Die Enthüllungen waren zwar für Clinton nicht hilfreich, förderten jedoch die Verbreitung des Russland-Narrativs in den Medien durch ihre Adjutanten und Fusions-Ermittler. Am 24. Juli sagte Robby Mook, Hillarys Wahlkampfmanager, CNN und ABC, dass Trump selbst „die Plattform geändert“ habe, um „pro-russischer“ zu werden, und dass der Hack and Dump „von den Russen durchgeführt wurde, um Donald Trump zu helfen“, laut ungenannten „Experten“.
Dennoch seien die Bemühungen der Kampagne „nicht erfolgreich gewesen“, schrieb die Sprecherin der Kampagne, Jennifer Palmieri, im nächsten Jahr in der Washington Post. Also hat die Kampagne am 26. Juli angeblich den Einsatz erhöht. Hinter den Kulissen soll Clinton einem „Vorschlag eines ihrer außenpolitischen Berater, Donald Trump zu verleumden, indem sie einen Skandal schürt, in dem behauptet wird, russische Sicherheitsdienste hätten sich eingemischt,“ zugestimmt haben, heißt es in 2020 freigegebenen Notizen eines Briefings, dass CIA-DireektorJohn Brennan Präsident Obama ein paar Tage später gab.

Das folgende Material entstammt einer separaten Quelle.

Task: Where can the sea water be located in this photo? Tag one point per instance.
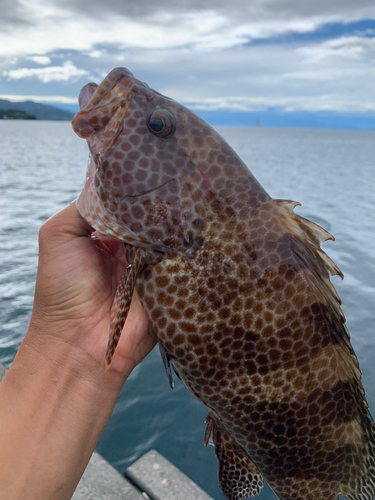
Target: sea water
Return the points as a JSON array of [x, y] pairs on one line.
[[332, 173]]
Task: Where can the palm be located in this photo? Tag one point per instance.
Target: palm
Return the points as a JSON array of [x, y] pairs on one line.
[[81, 274]]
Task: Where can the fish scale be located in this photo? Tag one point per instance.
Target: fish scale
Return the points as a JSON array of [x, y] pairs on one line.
[[238, 292]]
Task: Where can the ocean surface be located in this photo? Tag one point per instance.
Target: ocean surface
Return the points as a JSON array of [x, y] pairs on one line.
[[332, 173]]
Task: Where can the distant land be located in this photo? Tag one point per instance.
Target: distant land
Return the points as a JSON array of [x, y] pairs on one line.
[[40, 111], [277, 117], [15, 114], [270, 117]]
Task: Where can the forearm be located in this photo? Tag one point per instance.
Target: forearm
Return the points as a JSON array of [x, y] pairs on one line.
[[55, 403]]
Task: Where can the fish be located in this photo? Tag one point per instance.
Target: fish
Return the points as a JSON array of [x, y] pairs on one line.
[[237, 290]]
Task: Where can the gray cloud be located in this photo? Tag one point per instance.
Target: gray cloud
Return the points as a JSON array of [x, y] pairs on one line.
[[254, 11], [13, 13]]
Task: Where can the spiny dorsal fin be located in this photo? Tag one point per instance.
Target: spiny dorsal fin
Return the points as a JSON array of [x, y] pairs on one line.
[[317, 267]]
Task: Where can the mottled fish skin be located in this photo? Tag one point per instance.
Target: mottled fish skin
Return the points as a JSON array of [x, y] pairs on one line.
[[238, 292]]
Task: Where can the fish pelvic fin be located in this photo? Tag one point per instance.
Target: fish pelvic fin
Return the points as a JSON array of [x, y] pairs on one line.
[[238, 477], [121, 302]]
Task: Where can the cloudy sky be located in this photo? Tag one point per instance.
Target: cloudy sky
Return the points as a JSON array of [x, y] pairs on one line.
[[237, 55]]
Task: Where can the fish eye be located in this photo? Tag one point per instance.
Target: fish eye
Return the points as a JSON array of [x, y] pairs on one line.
[[161, 123]]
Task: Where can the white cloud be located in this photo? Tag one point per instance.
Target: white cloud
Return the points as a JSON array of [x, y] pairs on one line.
[[64, 73], [40, 98], [40, 59], [197, 52]]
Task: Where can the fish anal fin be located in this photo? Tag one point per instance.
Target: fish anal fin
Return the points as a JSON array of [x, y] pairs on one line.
[[238, 477]]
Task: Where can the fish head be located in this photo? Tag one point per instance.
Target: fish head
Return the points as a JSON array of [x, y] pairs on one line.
[[155, 167]]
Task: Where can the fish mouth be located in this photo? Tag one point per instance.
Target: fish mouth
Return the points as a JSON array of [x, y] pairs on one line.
[[102, 109]]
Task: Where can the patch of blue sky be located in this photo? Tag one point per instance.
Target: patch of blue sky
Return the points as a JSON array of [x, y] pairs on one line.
[[365, 28]]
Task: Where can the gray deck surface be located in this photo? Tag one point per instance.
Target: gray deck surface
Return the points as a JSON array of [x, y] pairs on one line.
[[101, 481], [161, 480]]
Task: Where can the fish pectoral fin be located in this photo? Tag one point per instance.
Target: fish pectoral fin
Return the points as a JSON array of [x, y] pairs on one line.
[[238, 476], [121, 302], [167, 364]]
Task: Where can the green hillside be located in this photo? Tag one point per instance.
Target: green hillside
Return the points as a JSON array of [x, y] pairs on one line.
[[40, 111]]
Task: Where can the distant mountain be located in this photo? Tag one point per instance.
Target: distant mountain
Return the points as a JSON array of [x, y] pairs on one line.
[[15, 114], [40, 111], [276, 117]]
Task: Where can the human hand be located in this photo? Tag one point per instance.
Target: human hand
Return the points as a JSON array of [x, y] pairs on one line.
[[77, 277], [56, 399]]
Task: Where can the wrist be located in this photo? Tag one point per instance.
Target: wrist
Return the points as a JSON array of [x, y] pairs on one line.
[[56, 401]]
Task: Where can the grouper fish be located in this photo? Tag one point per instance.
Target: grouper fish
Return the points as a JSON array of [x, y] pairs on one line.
[[238, 293]]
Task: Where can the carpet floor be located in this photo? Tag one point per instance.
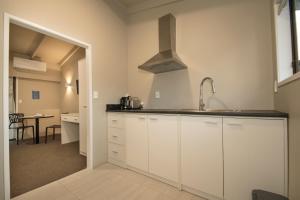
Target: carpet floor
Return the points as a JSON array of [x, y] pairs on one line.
[[35, 165]]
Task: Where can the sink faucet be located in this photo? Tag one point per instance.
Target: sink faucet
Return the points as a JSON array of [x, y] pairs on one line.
[[201, 101]]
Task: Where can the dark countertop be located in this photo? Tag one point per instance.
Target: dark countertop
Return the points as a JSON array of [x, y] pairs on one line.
[[241, 113]]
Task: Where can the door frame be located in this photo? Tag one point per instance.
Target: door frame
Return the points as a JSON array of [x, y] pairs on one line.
[[8, 19]]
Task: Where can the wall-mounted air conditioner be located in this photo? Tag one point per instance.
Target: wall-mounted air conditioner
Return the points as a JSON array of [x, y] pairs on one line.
[[27, 64]]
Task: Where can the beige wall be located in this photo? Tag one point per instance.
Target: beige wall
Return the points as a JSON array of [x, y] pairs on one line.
[[91, 21], [287, 100], [49, 102], [50, 75], [69, 75], [229, 40]]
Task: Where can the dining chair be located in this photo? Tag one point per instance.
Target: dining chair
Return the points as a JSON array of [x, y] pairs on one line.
[[53, 127], [16, 121]]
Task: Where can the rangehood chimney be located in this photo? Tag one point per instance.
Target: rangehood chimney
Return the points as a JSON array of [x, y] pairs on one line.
[[166, 60]]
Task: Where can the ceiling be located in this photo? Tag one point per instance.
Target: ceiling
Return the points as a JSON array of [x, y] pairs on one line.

Trump, der sich keinerlei Plan bewusst war, ihn an den Kreml zu binden, hauchte dem brodelnden Russland-Narrativ Leben ein. Als er am 27. Juli von Reportern in seinem Golfresort Trump National Doral Miami nach den DNC-Hacks gefragt wurde, sagte er: „Russland, wenn Sie zuhören, hoffe ich, dass Sie die dreißigtausend fehlenden E-Mails finden können.“ Der Witz wurde überall aufgegriffen. Der nationale Sicherheitsberater von Clinton, Jake Sullivan, griff die Äußerungen schnell auf und nannte sie „ein nationales Sicherheitsproblem“. Der Kommentar wurde in den nächsten Jahren zu einem wichtigen Exponat für diejenigen, die glaubten, Trump habe eine ungünstige Beziehung zu Russland. Clintons eigenes Russland-Stück geriet inzwischen in den Hintergrund.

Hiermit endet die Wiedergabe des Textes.